Vegetasi akan memproduksi biomassa dan sisa biomassa ini adalah sumber bahan organik yang dapat digunakan untuk memperbaiki kualitas tanah. Setiap vegetasi akan menghasilkan kualitas biomassa yang berbeda. Kualitas bahan organik tanah berupa susunan senyawa penyusun bahan organik akan menentukan kecepatan bahan organik mengalami pelapukan. Beragam fraksi karbon, nitrogen, dan fosfat yang merupakan makanan dan sumber energi bagi aktivitas mikroorganisme akan dimanfaatkan oleh organisme tersebut sebelum dilepas ke sistem tanah dan udara. Fraksi karbon dari molekul organik sisa tanaman, binatang dan mikroorganisme seperti selulosa, hemiselulosa dan lignin, serta banyak molekul lain yang mengandung unsur hara esensial seperti nitrogen pada protein, peptida, asam amino, asam nukleat, chitin, mukopeptida, dan gula amino sebagai sumber makanan dan energi bagi mikroorganisme. Juga, fosfor yang tersusun pada asam nukleat, fosfolipid, fitin, dan sulfur yang terikat pada asam amino metionin, sistein, dan protein, tidak tersedia bagi tanaman adalah sumber makanan sebelum mengalami dekomposisi di dalam tanah.

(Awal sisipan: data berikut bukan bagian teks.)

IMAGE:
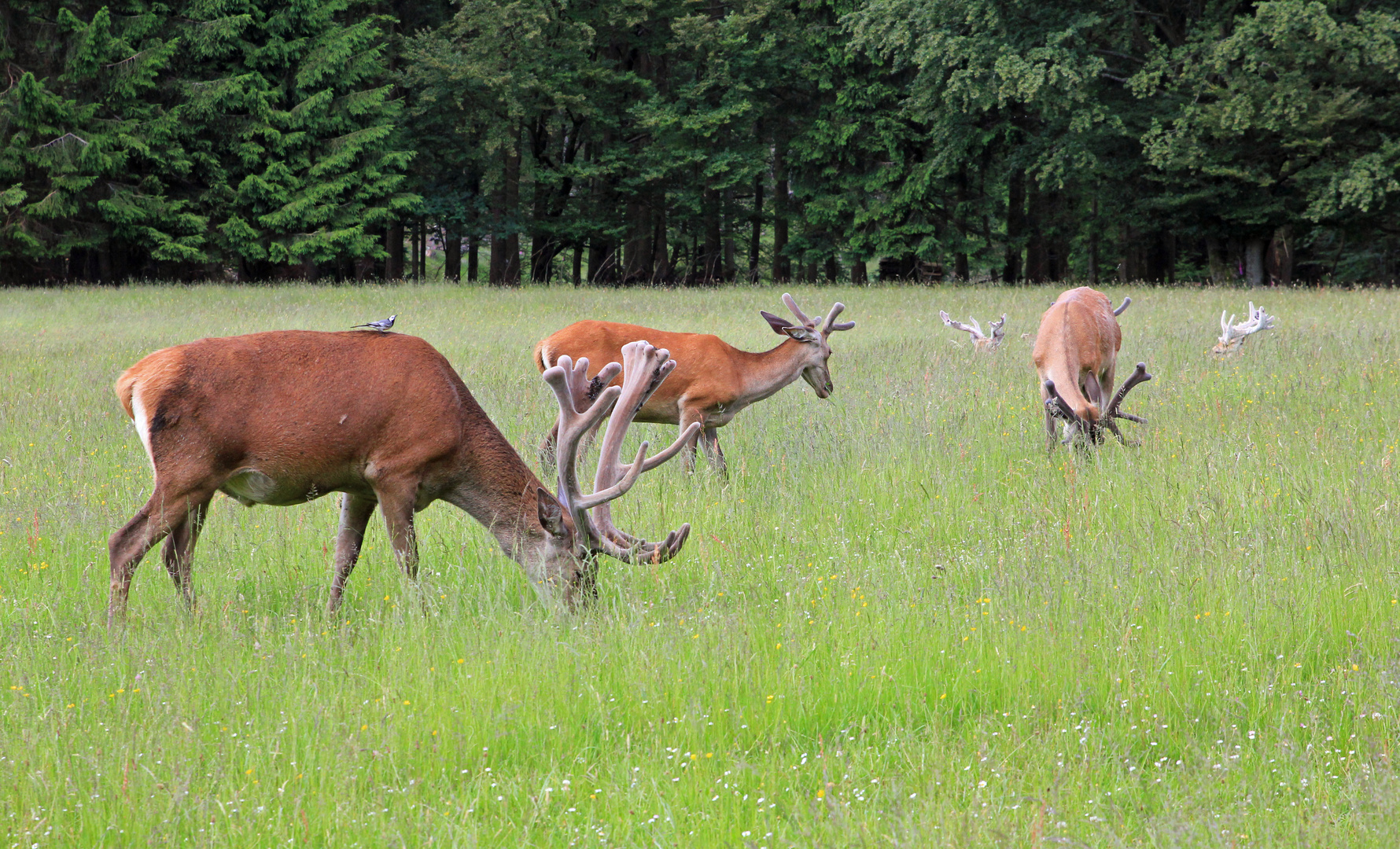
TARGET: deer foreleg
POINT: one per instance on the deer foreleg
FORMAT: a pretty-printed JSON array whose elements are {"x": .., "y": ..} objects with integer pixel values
[
  {"x": 710, "y": 439},
  {"x": 355, "y": 518},
  {"x": 398, "y": 518}
]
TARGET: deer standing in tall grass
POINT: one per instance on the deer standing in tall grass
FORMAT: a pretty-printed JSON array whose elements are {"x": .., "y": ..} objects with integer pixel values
[
  {"x": 1075, "y": 355},
  {"x": 285, "y": 417},
  {"x": 714, "y": 380}
]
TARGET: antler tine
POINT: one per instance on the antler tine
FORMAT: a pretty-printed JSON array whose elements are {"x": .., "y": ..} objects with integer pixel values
[
  {"x": 644, "y": 368},
  {"x": 832, "y": 325},
  {"x": 1139, "y": 377},
  {"x": 639, "y": 551},
  {"x": 999, "y": 329},
  {"x": 1057, "y": 406},
  {"x": 570, "y": 386},
  {"x": 800, "y": 315},
  {"x": 974, "y": 330}
]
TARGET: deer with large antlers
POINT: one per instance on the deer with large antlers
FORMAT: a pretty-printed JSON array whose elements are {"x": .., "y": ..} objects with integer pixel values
[
  {"x": 1232, "y": 336},
  {"x": 1075, "y": 355},
  {"x": 714, "y": 380},
  {"x": 285, "y": 417}
]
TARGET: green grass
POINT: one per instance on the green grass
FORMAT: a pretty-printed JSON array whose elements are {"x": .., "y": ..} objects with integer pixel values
[{"x": 897, "y": 623}]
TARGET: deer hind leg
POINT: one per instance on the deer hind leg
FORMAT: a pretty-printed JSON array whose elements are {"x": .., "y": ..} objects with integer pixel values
[
  {"x": 355, "y": 518},
  {"x": 710, "y": 439},
  {"x": 178, "y": 553},
  {"x": 165, "y": 509},
  {"x": 1050, "y": 432}
]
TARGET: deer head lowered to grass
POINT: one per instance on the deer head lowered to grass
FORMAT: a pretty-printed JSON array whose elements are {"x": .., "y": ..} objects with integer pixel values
[
  {"x": 285, "y": 417},
  {"x": 979, "y": 340},
  {"x": 1232, "y": 336},
  {"x": 1075, "y": 357},
  {"x": 713, "y": 380}
]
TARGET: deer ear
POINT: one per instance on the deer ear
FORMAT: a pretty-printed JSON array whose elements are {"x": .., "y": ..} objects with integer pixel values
[
  {"x": 551, "y": 513},
  {"x": 779, "y": 325},
  {"x": 801, "y": 335}
]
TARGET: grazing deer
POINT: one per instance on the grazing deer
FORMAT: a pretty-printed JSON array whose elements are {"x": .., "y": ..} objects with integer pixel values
[
  {"x": 285, "y": 417},
  {"x": 1232, "y": 335},
  {"x": 713, "y": 380},
  {"x": 979, "y": 340},
  {"x": 1075, "y": 355}
]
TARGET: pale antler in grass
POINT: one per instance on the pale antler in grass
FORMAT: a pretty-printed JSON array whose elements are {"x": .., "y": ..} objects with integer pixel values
[
  {"x": 1232, "y": 335},
  {"x": 644, "y": 367},
  {"x": 980, "y": 342}
]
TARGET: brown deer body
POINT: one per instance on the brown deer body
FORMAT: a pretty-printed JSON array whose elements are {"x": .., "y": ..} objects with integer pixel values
[
  {"x": 713, "y": 380},
  {"x": 285, "y": 417},
  {"x": 1075, "y": 355}
]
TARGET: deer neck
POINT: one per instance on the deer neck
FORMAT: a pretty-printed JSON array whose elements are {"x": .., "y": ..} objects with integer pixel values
[
  {"x": 769, "y": 371},
  {"x": 496, "y": 487}
]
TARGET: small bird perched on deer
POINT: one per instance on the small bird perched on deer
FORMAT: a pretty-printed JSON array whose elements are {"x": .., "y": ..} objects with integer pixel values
[{"x": 382, "y": 325}]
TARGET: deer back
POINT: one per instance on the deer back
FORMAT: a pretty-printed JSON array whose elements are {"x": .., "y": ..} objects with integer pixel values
[
  {"x": 706, "y": 366},
  {"x": 326, "y": 407},
  {"x": 1078, "y": 333}
]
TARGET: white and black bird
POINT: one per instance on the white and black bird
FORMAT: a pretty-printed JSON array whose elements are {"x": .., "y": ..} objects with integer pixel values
[{"x": 382, "y": 325}]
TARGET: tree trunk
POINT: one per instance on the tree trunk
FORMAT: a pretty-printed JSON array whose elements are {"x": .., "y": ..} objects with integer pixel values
[
  {"x": 712, "y": 269},
  {"x": 511, "y": 270},
  {"x": 414, "y": 241},
  {"x": 1094, "y": 241},
  {"x": 660, "y": 259},
  {"x": 1129, "y": 269},
  {"x": 731, "y": 267},
  {"x": 782, "y": 265},
  {"x": 1254, "y": 260},
  {"x": 1280, "y": 259},
  {"x": 394, "y": 244},
  {"x": 1015, "y": 226},
  {"x": 1215, "y": 260},
  {"x": 757, "y": 235},
  {"x": 960, "y": 269},
  {"x": 452, "y": 255},
  {"x": 1037, "y": 252},
  {"x": 601, "y": 262},
  {"x": 635, "y": 260},
  {"x": 1170, "y": 258}
]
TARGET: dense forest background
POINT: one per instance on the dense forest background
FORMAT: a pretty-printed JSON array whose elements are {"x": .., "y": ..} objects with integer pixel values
[{"x": 696, "y": 142}]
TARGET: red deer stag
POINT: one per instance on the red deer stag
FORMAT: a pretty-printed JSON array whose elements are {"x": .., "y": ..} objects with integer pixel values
[
  {"x": 713, "y": 380},
  {"x": 285, "y": 417},
  {"x": 1075, "y": 355},
  {"x": 1232, "y": 336}
]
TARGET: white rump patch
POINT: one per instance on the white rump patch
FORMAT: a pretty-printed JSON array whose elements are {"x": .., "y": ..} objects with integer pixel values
[{"x": 143, "y": 423}]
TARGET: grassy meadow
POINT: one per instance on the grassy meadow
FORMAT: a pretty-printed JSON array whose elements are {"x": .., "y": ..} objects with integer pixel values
[{"x": 895, "y": 624}]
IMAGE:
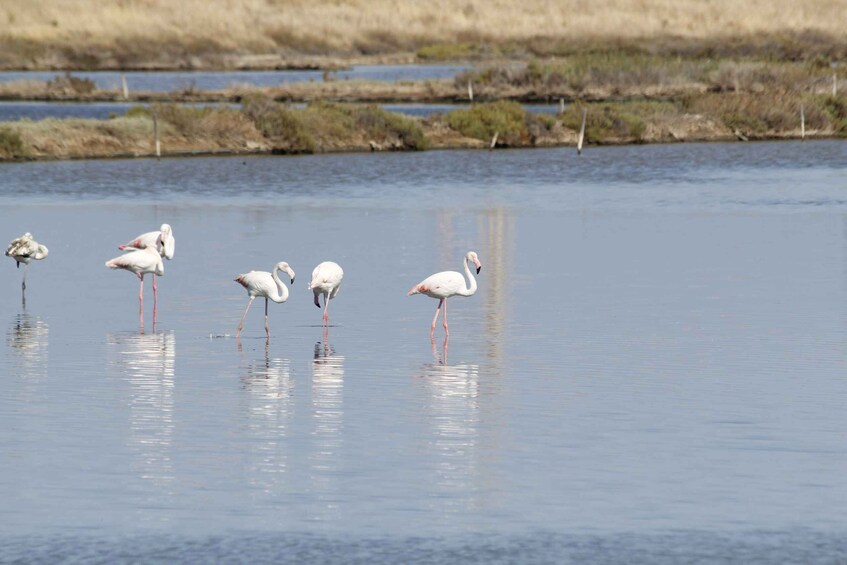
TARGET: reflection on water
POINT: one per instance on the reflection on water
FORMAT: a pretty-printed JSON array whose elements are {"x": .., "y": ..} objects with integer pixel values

Dekomposisi molekul organik seperti selulosa, hemiselulosa dan lignin hanya dapat terjadi jika di dalam tanah tersedia unsur hara lain yang dapat dimanfaatkan oleh mikroorganisme. Jika suplai unsur hara tidak tersedia untuk aktivitas mikroorganisme perombak, maka proses dekomposisi akan mengalami hambatan. Unsur hara yang tersedia akan diimmobilisasi oleh mikroorganisme, dan hanya unsur hara yang tidak terimmobilisasi yang dapat diambil oleh tanaman untuk pertumbuhannya.